Wakapolres Bojonegoro, Kompol Yoyok Dwi Purnomo mengatakan program ini menjadi langkah antisipatif menghadapi potensi bencana hidrometeorologi yang kerap terjadi saat memasuki musim hujan.
“Kehadiran berbagai satuan teknis diharapkan dapat memperkuat kesiapan aparat dalam merespons kejadian bencana secara cepat dan terkoordinasi,” kata dia.
Dalam kegiatan tersebut, Polres Bojonegoro menghadirkan narasumber dari BPBD Bojonegoro, Kompi 3 Batalyon C Pelopor Satbrimob Polda Jatim, RS Bhayangkara Wahyu Tutuko Bojonegoro, serta Damkar Bojonegoro. Para narasumber memberikan materi komprehensif mengenai penanganan bencana dari aspek pencegahan hingga tahap penyelamatan.
Petugas Damkar menyampaikan pelatihan pemadaman kebakaran, mencakup teknik pencegahan, penanggulangan, hingga proses evakuasi. Sementara BPBD menekankan manajemen bencana secara menyeluruh, mulai pencegahan, mitigasi, kesiapsiagaan, hingga pemulihan pasca bencana.
Materi turut diperkaya dengan simulasi gempa, teknik evakuasi, serta praktik lapangan. Dari sisi medis, RS Bhayangkara memberikan materi Dokkpol, termasuk Kesehatan Lapangan dan Pertolongan Pertama Gawat Darurat (PPGD).
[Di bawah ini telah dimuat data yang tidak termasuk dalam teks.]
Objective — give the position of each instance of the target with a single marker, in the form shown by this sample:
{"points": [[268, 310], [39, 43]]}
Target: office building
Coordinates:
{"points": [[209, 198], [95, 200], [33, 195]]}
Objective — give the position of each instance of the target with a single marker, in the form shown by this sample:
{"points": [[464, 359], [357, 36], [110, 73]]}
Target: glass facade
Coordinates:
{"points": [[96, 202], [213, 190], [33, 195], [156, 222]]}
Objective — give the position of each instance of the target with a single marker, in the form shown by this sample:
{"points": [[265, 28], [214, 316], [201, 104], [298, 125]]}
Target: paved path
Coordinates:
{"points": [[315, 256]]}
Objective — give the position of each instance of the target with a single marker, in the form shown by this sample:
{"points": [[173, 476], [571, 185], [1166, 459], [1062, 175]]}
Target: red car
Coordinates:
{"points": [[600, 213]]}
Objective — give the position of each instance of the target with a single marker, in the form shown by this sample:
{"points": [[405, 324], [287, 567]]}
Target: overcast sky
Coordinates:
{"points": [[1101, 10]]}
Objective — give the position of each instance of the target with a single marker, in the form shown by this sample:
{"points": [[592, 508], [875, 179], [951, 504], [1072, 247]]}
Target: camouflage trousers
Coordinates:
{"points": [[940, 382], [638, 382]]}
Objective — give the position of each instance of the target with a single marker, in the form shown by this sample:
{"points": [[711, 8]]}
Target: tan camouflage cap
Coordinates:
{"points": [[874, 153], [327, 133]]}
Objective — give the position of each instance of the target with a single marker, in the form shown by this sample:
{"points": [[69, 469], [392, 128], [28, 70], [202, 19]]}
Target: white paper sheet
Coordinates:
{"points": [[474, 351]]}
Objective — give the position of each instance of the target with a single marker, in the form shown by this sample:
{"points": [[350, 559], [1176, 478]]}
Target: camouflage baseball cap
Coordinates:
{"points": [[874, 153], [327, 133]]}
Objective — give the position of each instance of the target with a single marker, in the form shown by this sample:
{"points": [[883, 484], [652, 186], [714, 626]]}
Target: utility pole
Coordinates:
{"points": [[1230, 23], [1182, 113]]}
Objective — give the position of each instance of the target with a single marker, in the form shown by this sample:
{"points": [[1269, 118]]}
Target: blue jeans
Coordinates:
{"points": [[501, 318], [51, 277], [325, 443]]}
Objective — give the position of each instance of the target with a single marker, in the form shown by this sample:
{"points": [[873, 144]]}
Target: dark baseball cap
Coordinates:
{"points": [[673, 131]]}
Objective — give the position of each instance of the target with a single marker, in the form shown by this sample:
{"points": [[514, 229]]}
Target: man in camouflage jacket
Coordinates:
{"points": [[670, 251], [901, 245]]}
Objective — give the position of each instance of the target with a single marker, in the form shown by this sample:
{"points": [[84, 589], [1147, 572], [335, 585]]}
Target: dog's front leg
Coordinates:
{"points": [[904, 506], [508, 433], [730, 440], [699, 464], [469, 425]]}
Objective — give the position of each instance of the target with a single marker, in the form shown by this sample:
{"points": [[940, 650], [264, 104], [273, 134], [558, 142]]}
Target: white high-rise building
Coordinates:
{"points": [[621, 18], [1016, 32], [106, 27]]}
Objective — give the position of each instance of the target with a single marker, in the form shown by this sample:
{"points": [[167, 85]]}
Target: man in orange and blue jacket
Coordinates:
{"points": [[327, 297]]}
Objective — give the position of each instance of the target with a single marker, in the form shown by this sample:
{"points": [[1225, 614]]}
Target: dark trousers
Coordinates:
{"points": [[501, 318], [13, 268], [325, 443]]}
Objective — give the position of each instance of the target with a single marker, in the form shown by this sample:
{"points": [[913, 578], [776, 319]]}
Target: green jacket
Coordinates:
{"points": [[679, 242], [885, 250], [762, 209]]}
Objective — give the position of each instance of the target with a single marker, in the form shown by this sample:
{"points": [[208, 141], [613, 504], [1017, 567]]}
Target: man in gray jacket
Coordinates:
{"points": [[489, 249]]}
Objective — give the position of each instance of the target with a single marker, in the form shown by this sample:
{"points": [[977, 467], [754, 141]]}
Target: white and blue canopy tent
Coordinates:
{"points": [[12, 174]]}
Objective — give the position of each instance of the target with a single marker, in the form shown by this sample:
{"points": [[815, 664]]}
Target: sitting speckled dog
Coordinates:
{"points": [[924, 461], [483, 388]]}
“Keterampilan ini penting untuk mendukung tindakan cepat personel ketika menghadapi korban dalam kondisi darurat,” imbuh Kompol Yoyok.
Brimob Polda Jatim pun memperkuat kemampuan Search and Rescue (SAR) untuk memastikan respons lebih efektif ketika bencana terjadi. Purnomo menegaskan pentingnya peningkatan kapasitas sumber daya manusia Polri dalam mendukung ketangguhan daerah.
Menurutnya, personel perlu dibekali keterampilan yang relevan agar mampu bertindak cepat dan tepat dalam situasi krisis. Ia menjelaskan pelatihan hari pertama difokuskan pada teori dan pemahaman teknis, sedangkan hari kedua diisi teori lanjutan serta simulasi lapangan di wilayah Bengawan Solo. Pendekatan ini dinilai dapat memperkuat pemahaman sekaligus kemampuan praktik personel.
“Dengan peserta yang berasal dari beragam satuan, kegiatan ini juga diharapkan memperkuat jaringan koordinasi lintas unit dalam penanganan bencana,” tambahnya.
Ia menekankan bahwa ilmu yang diberikan tidak hanya berorientasi teori, tetapi juga menuntut kemampuan aplikatif di lapangan.
Melalui pelatihan ini, Polres Bojonegoro berharap peningkatan kemampuan SDM dapat memperkuat sistem penanggulangan bencana di wilayah Bojonegoro. Kegiatan ini juga menjadi bagian dari upaya berkelanjutan untuk meningkatkan kesiapsiagaan masyarakat terhadap ancaman bencana hidrometeorologi, seperti banjir, angin kencang, hingga tanah longsor.
“Harapannya peserta bisa mengikuti dan menerapkan materi dengan baik agar tingkat ketangguhan dan kesiapsiagaan semakin baik,” pungkasnya.